34. The composition according to claim 31, wherein the composition comprises from about 5 to about 40 weight percent functionalized polypropylene, from about 2 to about 10 weight percent of polyether amine, and 50 to about 93 weight percent of polypropylene and elastomer.
35. A composition useful for making molded automotive body parts, comprising: polypropylene; an elastomer; and the reaction product of maleated polypropylene and a polyetheramine.
36. The composition according to claim 35, wherein the functionalized polypropylene has a number average molecular weight of about 3,000 to about 20,000.
37. The composition according to claim 35, wherein the elastomer is an ethylene/propylene rubber.
38. The composition according to claim 35, wherein the functionalized polypropylene is maleated polypropylene, and wherein the polyetheramine has a molecular weight in the range from about 148 to about 12,000 and wherein the polyetheramine is a monoamine or a diamine.
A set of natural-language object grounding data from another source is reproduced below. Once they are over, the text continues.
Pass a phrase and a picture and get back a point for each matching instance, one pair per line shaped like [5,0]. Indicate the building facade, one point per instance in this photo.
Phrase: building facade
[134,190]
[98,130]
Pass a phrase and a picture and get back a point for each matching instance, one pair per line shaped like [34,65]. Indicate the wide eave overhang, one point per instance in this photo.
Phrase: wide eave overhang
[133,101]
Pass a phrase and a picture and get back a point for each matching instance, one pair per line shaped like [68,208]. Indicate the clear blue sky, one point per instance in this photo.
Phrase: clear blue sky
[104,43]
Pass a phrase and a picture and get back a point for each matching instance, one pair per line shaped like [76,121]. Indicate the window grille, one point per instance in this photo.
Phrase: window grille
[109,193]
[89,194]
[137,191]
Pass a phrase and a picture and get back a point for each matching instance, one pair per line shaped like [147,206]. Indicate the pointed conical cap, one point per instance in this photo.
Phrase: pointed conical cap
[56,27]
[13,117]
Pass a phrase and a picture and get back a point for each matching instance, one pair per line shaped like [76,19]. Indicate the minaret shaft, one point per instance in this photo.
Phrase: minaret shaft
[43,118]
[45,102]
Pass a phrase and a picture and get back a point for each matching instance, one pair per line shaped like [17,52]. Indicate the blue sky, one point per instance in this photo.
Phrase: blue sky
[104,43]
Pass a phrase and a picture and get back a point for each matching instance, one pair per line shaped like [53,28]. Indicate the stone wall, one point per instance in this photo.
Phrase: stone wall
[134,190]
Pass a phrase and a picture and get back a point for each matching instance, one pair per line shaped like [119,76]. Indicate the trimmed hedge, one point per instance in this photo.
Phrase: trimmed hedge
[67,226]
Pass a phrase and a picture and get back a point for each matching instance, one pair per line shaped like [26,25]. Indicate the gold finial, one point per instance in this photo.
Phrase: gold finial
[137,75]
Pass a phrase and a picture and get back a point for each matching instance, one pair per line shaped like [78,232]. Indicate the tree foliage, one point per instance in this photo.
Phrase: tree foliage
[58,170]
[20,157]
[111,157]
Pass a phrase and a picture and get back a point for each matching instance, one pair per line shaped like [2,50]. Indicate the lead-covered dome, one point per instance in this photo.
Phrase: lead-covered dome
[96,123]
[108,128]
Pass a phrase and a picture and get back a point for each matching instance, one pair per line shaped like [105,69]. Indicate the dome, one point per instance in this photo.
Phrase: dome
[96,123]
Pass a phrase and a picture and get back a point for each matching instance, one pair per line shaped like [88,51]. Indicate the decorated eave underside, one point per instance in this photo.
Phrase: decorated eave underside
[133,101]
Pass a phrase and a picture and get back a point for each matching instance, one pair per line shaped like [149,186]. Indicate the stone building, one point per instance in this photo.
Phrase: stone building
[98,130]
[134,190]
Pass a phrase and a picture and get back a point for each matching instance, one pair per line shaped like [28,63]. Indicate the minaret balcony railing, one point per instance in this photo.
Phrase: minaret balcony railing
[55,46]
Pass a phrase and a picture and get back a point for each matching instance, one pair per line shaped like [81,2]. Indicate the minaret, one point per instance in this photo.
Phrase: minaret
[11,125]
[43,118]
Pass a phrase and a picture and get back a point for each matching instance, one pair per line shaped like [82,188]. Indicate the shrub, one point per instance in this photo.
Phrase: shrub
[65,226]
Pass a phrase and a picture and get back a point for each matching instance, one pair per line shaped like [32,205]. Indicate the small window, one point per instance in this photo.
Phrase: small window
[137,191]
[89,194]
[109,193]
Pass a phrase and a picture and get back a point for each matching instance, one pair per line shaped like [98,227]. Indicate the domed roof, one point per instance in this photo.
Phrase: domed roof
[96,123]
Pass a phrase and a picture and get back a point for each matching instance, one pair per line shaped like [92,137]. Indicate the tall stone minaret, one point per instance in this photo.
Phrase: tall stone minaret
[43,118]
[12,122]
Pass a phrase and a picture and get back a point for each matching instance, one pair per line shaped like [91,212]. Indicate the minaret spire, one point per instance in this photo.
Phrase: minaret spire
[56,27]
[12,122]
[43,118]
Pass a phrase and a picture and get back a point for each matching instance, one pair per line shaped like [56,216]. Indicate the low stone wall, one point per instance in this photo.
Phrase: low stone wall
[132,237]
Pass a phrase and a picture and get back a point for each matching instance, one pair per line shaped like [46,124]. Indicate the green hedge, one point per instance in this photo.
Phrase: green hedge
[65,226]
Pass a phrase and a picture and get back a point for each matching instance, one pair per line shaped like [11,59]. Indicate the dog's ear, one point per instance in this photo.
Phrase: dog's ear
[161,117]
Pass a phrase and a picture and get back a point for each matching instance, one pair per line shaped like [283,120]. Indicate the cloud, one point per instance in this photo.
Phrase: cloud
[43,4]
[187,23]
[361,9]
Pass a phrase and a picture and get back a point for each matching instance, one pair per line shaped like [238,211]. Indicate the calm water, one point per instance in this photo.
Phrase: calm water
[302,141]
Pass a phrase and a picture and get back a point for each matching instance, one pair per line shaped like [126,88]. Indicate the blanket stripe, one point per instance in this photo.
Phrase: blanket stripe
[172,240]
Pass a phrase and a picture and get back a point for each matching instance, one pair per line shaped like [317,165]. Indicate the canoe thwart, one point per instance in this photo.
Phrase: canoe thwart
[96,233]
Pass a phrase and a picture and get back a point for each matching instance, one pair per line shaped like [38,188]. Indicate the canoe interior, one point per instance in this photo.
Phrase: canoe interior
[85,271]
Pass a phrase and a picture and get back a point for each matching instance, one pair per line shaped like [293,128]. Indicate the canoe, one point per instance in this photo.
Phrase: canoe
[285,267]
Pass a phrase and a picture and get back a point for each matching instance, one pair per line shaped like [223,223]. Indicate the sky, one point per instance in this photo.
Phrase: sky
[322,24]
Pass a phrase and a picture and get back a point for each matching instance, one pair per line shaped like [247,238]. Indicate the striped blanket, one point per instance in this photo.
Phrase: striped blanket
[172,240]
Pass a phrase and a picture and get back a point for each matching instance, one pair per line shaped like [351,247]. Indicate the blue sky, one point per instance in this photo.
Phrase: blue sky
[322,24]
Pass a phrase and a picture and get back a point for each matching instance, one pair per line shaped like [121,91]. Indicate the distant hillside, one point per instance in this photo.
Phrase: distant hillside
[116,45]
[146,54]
39. The composition according to claim 35, wherein the polyetheramine has a molecular weight in the range from about 1,500 to about 2,000 and is a monoamine or a diamine.
40. The composition according to claim 35, wherein the polyetheramine is prepared from ethylene oxide and propylene oxide with the amount of ethylene oxide in the polyetheramine being greater than about 50 percent.
41. The composition according to claim 39, wherein the polyetheramine is a monoamine and wherein the polyetheramine is prepared from ethylene oxide and propylene oxide wherein the amount of ethylene oxide in the polyetheramine on a molar basis is greater than about 75 percent.
42. The composition according to claim 41, wherein the amount of ethylene oxide is greater than about 90 percent.
43. The composition according to claim 35, wherein the maleated polypropylene has a number average molecular weight of from about 3,000 to about 20,000.
44. The composition according to claim 35, the composition comprises maleated polypropylene in an amount in the range from about 5 to about 40 weight percent and polyetheramine in an amount in the range from about 2 to about 10 weight percent.
45. The composition according to claim 35, wherein the polyetheramine is a monoamine or diamine having a molecular weight in the range from about 1,000 to about 3,000 and wherein the polyetheramine is prepared from propylene oxide, ethylene oxide or combination thereof.
46. The composition according to claim 35, wherein the polyetheramine is prepared from ethylene oxide, propylene oxide or combination thereof.
47. The composition according to claim 35, in the absence of an amine other than a polyetheramine and in the absence of a copolymer of an olefin and maleic anhydride.
48. The composition according to claim 35, wherein the paint adhesion of the composition is greater than 95 percent.
49. The composition according to claim 35, further comprising a glass filler in an amount up to about 40 weight percent.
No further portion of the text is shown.